Monday, 17 December 2007

singing with dead people


Katie Melua is number one in the hit parade. Singing a duet with Eva Cassidy no less. Yes, the same Eva Cassidy who died in 1996. Perhaps I've missed something, but I always thought a duet was about more than two people taking turns to sing verses of the same song. There has to be some chemistry for a duet to work. Think of The Pogues and Kirsty McColl. Think of Brian Adams and Tina Turner. Like them or loathe them, they were singing in the same room together and working off each other. Of course Miss Nine Million Bicycles in Beijing isn't the first to profit from a 'collaboration' with a dead person (I'll get to the fact that this single is for charity mate in a minute). David Bowie and Bing Crosby, Luciano Pavarotti and Frank Sinatra.  Fine songs, fine performances, but duets? Hardly.
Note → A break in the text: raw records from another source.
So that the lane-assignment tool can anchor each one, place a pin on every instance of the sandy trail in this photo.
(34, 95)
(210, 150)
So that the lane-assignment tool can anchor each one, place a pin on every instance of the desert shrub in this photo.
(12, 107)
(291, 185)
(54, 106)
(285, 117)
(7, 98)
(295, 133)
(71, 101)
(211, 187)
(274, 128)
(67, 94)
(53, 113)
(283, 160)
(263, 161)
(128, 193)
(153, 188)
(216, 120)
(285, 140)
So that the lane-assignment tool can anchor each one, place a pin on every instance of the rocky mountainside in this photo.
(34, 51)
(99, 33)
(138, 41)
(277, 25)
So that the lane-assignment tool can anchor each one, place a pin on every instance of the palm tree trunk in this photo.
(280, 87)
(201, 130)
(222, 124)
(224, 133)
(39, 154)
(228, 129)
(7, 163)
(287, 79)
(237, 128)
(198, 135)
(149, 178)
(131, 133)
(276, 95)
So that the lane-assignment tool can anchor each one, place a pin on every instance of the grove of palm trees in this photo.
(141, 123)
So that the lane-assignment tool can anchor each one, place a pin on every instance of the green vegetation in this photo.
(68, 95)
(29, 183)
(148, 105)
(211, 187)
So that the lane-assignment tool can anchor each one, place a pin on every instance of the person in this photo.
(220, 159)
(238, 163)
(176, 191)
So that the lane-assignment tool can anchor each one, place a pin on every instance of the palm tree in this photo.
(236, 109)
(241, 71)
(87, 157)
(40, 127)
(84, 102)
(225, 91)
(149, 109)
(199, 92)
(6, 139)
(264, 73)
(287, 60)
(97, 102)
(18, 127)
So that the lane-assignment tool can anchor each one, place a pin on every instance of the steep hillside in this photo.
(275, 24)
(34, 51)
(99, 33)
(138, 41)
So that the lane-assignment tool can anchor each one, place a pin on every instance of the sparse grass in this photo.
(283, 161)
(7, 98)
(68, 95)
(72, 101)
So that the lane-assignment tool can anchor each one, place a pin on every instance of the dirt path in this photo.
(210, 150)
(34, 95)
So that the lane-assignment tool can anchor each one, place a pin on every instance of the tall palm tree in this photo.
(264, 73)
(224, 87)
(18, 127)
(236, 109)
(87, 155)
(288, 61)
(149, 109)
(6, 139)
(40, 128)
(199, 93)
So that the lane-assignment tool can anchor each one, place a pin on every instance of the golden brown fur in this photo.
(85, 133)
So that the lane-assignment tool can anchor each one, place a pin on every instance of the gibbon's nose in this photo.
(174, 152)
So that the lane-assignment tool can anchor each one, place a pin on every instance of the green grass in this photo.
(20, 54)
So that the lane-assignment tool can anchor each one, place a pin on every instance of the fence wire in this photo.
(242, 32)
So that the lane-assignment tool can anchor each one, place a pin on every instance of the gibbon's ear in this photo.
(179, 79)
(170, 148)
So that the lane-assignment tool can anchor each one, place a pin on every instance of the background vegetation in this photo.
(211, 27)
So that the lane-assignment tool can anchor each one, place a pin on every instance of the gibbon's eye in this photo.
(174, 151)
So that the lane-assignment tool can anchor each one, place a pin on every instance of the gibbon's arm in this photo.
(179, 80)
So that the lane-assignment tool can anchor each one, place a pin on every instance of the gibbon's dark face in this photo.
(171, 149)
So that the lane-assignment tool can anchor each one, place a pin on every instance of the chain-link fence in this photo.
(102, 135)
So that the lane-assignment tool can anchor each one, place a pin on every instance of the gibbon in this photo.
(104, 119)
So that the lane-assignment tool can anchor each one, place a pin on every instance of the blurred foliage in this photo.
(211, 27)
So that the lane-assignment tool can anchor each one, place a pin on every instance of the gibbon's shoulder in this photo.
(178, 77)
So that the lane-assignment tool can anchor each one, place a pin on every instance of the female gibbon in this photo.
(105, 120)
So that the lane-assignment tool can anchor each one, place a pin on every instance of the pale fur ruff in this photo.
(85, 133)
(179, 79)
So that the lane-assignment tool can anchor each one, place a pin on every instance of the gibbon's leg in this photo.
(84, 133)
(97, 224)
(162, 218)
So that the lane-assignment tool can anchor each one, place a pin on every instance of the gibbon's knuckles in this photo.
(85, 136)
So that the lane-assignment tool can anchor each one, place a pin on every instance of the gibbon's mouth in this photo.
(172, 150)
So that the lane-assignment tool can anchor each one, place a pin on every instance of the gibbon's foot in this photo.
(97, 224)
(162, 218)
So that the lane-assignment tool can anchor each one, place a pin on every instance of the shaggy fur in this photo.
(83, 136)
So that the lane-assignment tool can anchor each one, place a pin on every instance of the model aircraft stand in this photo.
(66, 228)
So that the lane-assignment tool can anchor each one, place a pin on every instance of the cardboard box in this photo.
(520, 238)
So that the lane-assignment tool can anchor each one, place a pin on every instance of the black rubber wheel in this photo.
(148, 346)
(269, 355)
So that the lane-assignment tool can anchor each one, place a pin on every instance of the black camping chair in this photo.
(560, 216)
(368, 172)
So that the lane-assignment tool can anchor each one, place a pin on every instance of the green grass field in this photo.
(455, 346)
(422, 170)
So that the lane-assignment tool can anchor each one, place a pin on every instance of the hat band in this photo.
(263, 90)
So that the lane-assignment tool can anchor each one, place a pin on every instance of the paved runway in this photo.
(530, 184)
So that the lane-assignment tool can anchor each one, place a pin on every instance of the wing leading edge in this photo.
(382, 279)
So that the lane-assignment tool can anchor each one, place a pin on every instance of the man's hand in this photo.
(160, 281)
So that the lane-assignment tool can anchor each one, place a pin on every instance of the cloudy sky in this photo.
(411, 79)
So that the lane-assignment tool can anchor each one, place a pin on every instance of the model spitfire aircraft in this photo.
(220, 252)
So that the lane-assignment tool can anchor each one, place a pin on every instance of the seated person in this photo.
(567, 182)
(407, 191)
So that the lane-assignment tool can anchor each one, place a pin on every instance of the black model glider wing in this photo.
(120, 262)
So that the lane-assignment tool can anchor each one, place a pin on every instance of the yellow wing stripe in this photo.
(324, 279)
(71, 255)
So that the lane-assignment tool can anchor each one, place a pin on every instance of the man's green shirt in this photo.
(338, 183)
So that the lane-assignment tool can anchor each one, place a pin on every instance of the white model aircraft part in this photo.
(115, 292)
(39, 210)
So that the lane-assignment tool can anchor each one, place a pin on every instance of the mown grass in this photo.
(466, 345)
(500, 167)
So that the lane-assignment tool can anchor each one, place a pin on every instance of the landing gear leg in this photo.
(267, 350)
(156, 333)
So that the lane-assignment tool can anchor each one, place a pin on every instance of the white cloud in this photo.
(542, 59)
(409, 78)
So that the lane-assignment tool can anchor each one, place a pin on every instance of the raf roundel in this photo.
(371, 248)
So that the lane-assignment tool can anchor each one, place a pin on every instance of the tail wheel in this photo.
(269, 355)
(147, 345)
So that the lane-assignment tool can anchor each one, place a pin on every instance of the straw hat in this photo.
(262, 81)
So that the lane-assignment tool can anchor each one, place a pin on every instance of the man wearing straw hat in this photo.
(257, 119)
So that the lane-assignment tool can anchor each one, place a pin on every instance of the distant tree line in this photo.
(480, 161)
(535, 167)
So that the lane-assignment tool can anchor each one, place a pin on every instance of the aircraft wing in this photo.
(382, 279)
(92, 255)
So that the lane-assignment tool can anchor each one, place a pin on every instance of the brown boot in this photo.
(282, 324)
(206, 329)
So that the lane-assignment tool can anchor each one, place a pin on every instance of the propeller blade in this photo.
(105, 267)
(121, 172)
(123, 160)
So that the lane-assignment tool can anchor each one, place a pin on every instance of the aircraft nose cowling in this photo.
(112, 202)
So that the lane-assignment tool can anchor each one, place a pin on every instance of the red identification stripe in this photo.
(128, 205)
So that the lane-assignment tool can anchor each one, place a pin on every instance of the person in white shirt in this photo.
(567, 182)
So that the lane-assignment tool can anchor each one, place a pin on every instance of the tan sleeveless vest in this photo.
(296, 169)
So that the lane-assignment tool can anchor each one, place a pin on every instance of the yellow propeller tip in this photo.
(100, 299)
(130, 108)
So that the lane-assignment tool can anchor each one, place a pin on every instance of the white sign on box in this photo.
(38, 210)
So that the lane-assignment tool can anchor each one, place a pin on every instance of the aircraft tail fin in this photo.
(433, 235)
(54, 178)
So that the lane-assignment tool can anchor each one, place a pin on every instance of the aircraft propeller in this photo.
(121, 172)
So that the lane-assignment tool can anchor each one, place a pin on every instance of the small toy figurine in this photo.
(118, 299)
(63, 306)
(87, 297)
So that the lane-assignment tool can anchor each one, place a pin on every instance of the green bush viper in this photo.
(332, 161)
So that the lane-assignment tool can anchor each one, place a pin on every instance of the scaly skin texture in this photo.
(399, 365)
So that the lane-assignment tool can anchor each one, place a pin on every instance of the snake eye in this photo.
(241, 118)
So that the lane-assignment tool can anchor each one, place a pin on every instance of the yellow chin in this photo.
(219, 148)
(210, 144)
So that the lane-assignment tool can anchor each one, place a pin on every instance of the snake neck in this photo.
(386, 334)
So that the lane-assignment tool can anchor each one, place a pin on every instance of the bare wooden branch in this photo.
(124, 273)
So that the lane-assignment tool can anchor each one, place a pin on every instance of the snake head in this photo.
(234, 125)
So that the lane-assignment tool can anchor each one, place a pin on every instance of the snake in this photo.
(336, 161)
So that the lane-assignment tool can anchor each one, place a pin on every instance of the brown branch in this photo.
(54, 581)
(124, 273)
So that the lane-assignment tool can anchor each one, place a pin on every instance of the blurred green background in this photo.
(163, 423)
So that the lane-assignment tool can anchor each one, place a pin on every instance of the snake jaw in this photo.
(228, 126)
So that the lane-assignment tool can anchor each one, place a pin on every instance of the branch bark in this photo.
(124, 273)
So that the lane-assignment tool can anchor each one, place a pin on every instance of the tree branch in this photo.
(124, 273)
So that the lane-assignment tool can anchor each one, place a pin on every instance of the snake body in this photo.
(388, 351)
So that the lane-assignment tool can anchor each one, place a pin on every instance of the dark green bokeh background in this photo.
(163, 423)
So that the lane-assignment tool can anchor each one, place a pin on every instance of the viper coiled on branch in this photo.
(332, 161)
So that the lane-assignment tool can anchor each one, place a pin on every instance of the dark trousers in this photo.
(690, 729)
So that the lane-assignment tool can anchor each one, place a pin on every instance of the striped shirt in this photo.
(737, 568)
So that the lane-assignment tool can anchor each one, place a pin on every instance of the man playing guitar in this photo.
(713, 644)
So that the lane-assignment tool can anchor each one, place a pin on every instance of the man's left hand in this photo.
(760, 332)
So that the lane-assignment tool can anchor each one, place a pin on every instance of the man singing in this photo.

Dear Miss Melua, the number one selling British artiste around the world (I wouldn't make that up, I promise you), is donating all the profits to the British Red Cross. One would surmise that this is Katie's charity of choice. But what about Eva's charity of choice? I suspect someone robbed of life at the age of 33 might have preferred the profits go to cancer charities. Of course I'm only guessing here. The dead can't talk for themselves. They only sing.